That's more work than I want to do. I don't want to prove anything about the identifiers. I just want to say something like "it is assumed that the elements of U are unique and there is an ordering scheme such that any subset of U has a greatest element" so that I can use that in a proof of something about some algorithm.

But is there a more formal or "preferred" way to make that assertion?
 
If you want to say any subset of U has a greatest element, I think that's called being well-ordered. But I'm not sure on that; well-ordering might also have some other condition.
 
Thanks, that's more or less what I wrote:
"there is an underlying assumption that each process has a unique identifier (UID) taken from some totally ordered set of identifiers so there is one process with a "greatest" UID."

I do remember reading a definition of a well-ordered set saying that it's a set S, such that every nonempty subset of S has a least element. Nothing explicitly about a greatest element, but it's so obvious that there must be a theorem to that effect.

So hopefully one of the mathematicians will tell me the "scholarly" way to say that.
 
I looked it up in mathworld, there's a lot to well-ordering.

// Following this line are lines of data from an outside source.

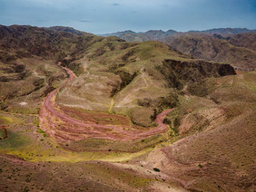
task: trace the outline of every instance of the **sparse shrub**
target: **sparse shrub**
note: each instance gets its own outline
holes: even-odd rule
[[[156,172],[160,172],[160,169],[157,168],[153,168],[153,169],[154,171],[156,171]]]

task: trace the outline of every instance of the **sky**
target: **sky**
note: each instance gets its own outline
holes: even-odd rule
[[[256,29],[256,0],[0,0],[0,24],[117,31]]]

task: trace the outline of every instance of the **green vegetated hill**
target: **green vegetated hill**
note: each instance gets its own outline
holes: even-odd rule
[[[242,35],[248,36],[247,41],[250,43],[244,43],[243,38],[238,39],[237,36],[228,38],[230,43],[226,39],[202,34],[178,34],[169,36],[163,42],[172,49],[194,58],[230,63],[240,70],[252,70],[256,66],[256,53],[250,48],[255,43],[255,39],[250,37],[251,34]]]
[[[255,30],[220,28],[187,33],[173,30],[151,30],[146,33],[125,31],[105,35],[116,35],[127,42],[160,41],[183,54],[229,63],[241,71],[253,70],[256,66]]]
[[[235,75],[230,64],[192,59],[160,42],[64,27],[1,26],[0,44],[0,124],[10,126],[0,140],[3,191],[255,189],[254,72]],[[119,152],[133,141],[114,143],[118,151],[95,151],[97,143],[112,145],[101,139],[84,140],[90,151],[59,146],[35,116],[23,114],[66,79],[58,62],[77,75],[58,92],[60,106],[120,114],[145,130],[174,108],[164,120],[168,132],[139,141],[145,149],[133,153]]]

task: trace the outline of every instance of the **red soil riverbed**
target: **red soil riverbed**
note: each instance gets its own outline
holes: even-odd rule
[[[69,79],[65,83],[47,95],[39,114],[40,127],[52,137],[61,140],[81,140],[86,138],[133,140],[167,131],[167,125],[163,124],[162,120],[172,109],[166,110],[157,115],[154,121],[158,126],[147,130],[131,129],[122,125],[96,124],[94,122],[77,120],[65,114],[64,110],[61,110],[57,107],[54,101],[55,96],[62,87],[66,86],[69,82],[75,79],[75,75],[70,69],[62,68],[69,74]]]

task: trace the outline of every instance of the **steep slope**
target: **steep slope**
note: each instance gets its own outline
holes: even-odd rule
[[[0,34],[1,190],[255,190],[254,72],[65,27]]]
[[[247,28],[216,28],[216,29],[208,29],[202,31],[195,31],[195,30],[189,31],[189,33],[201,33],[207,34],[222,34],[222,35],[232,35],[232,34],[255,33],[255,32],[256,30],[249,30]]]
[[[192,95],[166,119],[183,139],[131,164],[157,168],[190,191],[255,190],[255,75],[191,86]]]
[[[214,36],[220,39],[225,39],[232,45],[245,47],[254,52],[256,51],[256,33],[239,34],[225,37],[222,35]]]
[[[145,42],[145,41],[161,41],[172,34],[177,34],[174,30],[163,32],[162,30],[150,30],[145,33],[135,33],[133,31],[117,32],[113,34],[103,34],[103,36],[117,36],[127,42]]]
[[[178,34],[166,38],[163,42],[171,48],[194,58],[229,63],[245,71],[256,67],[254,51],[234,46],[224,39],[212,35]]]

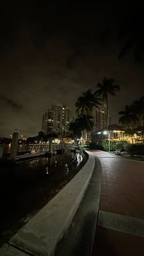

http://mathworld.wolfram.com/WellOrderedSet.html

Not sure exactly the term you're looking for, then. I think, however, that once you say you have a "least element," you can just flip your definitions around and call the same thing a "greatest element," so long as you are ordering the set arbitrarily.
 
Thanks. I should've thought to look there. Based on that I think I can just require that my set of UIDs is well-ordered and therefore has a distinct greatest element. I don't have to prove that any particular set is well-ordered, just that my algorithm will use some arbitrary well-ordered set of unique identifiers. And I think it's obvious enough that since by definition every subset of a well-ordered set has a least element, it also has a greatest element (just keep taking away the least element until there's only 1 left).
 
Why won't the least-upper-bound property work? Just say your sets are all non-empty subsets of a set that has the least-upper-bound property, and they contain their supremum. Wouldn't that work?
 
well there are two drawbacks to what you suggest:

1) you would have to prove, not just say, that it is true for your set.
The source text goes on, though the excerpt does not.